I'm worried, at some point, they'll be forced to take an unpopular stance and either restrict free usage tiers or restrict AI somehow. I'm unsure how they'll evolve.

Or they'll just keep forcing policies that let them steal the code you post on GitHub (for their AI training), and make everyone leave that way.
The instability is related to their Azure migration isn't it? Cynically you could say it hasn't been helped by the rolling RIFs at Microsoft
Does anyone actually know? So far I've just seen people guessing, and seeing that repeated.

I dont believe sudden influx of few million bots running 24/7 generating PRa and commits and invoking actions does not impact GitHub.

It even sounds silly when you say it this way.

I keep hearing this, and I know Azure has had some issues recently, but I rarely have an issue with Azure like I do with GitHub. I have close to 100 websites on Azure, running on .NET, mostly on Azure App Service (some on Windows 2016 VMs). These sites don't see the type of traffic or amount of features that GitHub has, but if we're talking about Azure being the issue, I'm wondering if I just don't see this because there aren't enough people dependent on these sites compared to GitHub?

Or instead, is it mistakes being made migrating to Azure, rather than Azure being the actual problem? Changing providers can be difficult, especially if you relied on any proprietary services from the old provider.

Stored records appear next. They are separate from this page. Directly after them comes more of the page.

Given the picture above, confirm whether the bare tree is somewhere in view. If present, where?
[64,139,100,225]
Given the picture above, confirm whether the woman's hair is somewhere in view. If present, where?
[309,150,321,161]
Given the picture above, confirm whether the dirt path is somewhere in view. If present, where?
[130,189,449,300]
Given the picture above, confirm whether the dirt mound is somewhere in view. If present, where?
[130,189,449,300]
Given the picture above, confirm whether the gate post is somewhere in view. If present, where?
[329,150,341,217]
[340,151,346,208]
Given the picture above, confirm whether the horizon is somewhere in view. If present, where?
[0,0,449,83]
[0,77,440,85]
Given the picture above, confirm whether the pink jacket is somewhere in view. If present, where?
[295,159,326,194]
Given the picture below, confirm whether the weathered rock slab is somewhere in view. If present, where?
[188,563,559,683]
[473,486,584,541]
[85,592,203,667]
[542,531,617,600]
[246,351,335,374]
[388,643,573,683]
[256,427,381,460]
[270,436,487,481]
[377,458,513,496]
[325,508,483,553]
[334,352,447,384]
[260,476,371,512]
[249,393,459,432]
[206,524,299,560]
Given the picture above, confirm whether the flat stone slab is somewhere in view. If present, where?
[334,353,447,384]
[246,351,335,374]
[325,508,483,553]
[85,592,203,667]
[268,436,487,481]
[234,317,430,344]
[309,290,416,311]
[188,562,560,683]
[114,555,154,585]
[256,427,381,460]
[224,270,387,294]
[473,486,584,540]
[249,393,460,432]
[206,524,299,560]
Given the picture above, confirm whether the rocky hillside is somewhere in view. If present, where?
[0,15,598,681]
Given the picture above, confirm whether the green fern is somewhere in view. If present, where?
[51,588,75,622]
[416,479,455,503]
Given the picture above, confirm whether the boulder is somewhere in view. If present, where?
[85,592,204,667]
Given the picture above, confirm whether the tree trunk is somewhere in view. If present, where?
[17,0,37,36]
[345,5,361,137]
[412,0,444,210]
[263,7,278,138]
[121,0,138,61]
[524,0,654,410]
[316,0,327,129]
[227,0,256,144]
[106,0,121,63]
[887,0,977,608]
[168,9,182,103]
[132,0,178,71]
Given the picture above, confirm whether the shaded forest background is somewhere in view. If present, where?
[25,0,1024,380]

In a (possibly near) future where most new code is generated by AI bots, the code itself becomes incidental/commodotized and it's nothing more than an intermediate representation (IR) of whatever solution it was prompt-engineered to produce. The value will come from the proposals, reviews, and specifications that caused that code to be produced.

Github is still code-centric with issues and discussions being auxilliary/supporting features around the code. At some point those will become the frontline features, and the code will become secondary.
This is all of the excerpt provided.